Florida Free Poker League Raided By Police
According to reports from Florida, a legally operating free poker league at a local sports bar was raided last weekend under somewhat questionable circumstances.
In a story from the Tampa Bay Times writer Stephanie Wang, Louie’s Grill and Sports Bar in Tampa was the target of a state and local law enforcement raid as a free poker league operated by the Nutz Poker League was holding one of its tournaments on October 20. Approximately 140 players were participating in this tournament at the club when law enforcement arrived. Reports from several of the players indicate that the scale of the raid was a bit over the top.
The undercover investigation, dubbed (and I’m not making this up) “Operation Cracked Aces,” saw officers from the Florida Bureau of Investigation and Largo police enter the establishment in full attack mode and ordering the players in the tournament to keep their hands on the tables they were at. “It was something out of a bad movie, with (the officers wearing) masks and guns out” Wang reports Tom Hood, a player in the tournament, as saying. “They made everyone feel like we were really criminals.” Arrested in the raid were the owner and five employees of the Nutz Poker League, charged with working for a gambling house, and the owner of Louie’s was charged with keeping a gambling house.
The Nutz Poker League has been a popular outlet for poker players in Florida since its inception three years ago. The Nutz Poker League – like many other similar free poker leagues across the United States – are paid by an establishment to come in to operate the free tournaments. For the winners of these tournaments, gift certificates, pre-paid Visa cards or (for larger events) trips to Las Vegas are awarded. It is these prizes that apparently have sparked the interest of Florida’s legal eagles in pushing the investigation, raid and arrests.

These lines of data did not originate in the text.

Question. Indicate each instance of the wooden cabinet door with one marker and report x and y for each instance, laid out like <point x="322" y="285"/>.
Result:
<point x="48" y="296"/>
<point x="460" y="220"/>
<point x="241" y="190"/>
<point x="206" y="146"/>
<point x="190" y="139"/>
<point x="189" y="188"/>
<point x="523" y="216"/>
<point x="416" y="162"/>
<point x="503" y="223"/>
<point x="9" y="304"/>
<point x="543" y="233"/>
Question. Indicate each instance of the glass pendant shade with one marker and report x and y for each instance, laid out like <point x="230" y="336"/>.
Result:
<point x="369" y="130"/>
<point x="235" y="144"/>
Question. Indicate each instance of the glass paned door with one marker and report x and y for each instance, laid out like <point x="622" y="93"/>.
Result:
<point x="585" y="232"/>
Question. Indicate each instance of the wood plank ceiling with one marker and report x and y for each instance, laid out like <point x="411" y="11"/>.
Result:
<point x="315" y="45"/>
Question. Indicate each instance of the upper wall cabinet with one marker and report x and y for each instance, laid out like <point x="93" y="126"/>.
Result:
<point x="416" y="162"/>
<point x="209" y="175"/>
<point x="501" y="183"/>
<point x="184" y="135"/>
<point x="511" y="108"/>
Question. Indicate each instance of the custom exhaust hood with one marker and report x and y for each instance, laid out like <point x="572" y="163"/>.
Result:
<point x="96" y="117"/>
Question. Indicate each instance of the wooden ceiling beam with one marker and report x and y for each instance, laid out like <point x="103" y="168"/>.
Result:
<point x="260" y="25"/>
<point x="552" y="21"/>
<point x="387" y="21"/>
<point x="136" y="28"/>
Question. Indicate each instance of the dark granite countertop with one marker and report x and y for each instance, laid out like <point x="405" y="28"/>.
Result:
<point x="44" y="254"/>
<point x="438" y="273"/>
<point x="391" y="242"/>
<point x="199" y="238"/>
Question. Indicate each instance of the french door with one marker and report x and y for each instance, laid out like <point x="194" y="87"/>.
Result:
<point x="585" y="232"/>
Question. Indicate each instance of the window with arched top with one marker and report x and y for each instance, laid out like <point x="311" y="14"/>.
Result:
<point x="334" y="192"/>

Wang quotes Pinellas-Pasco Assistant State Attorney Joshua Riba as stating that the free leagues do violate the state’s gaming laws. “If they are playing cards, and they have an opportunity to win something of value, then they are technically violating (gambling statutes),” Riba is quoted by Wang. “The statute itself does not require anybody to ante in,” Riba finished, indicating that the operation of free leagues, while not requiring players to put up anything to play, violate the law by offering prizes.
Perhaps at question as well is the reasonings for the free poker leagues to be in operation in the bars, restaurants and clubs in the first place. While not requiring the participants to pay to play poker, the businesses are bringing in these free poker leagues to drive up clientele, with the potential for better sales of food and drinks to boost the business’ profits. This could be construed as a “buy in” of sorts for players participating in the leagues and, as such, could violate the state laws.
Those arrested in the raid were contacted by Wang and, for the most part, were not willing to make statements on their arrests. Louie’s owner Louis Karamanos did state to Wang he wasn’t a part of the poker league and felt “violated” by his arrest. The owner and employees of the Nutz Poker League declined to speak, but the league issued a statement yesterday that said, “These innocent activities should not be the target of tyrannical enforcement and these matters will be defended vigorously, with the goal of swiftly resuming this lawful and beneficial activity.”
The aftermath of the raid in Tampa has pushed the two other poker operations in the city to action, albeit along different courses. One, Treasure Chest Poker, has looked for clarification on the laws from local officials. The other, Free Poker Nights of Tampa, attempted to capitalize on the Nutz Poker League’s current entanglement with the law, leaving fliers at a bar where the Nutz Poker League operated, according to Wang.
It doesn’t appear that the situation regarding free poker play in Florida will be resolved soon. Marc Dunbar, a Florida State University college professor that teaches gaming law, offered his opinion to Wang that the poker laws in the state aren’t well understood or well enforced. He also said that Florida lacks an official state agency to help out local police when it comes to such statutes. Meanwhile, it seems that all the free poker leagues in Tampa will continue on; after taking a break following their arrests, the Nutz Poker League resumed games yesterday, according to Wang.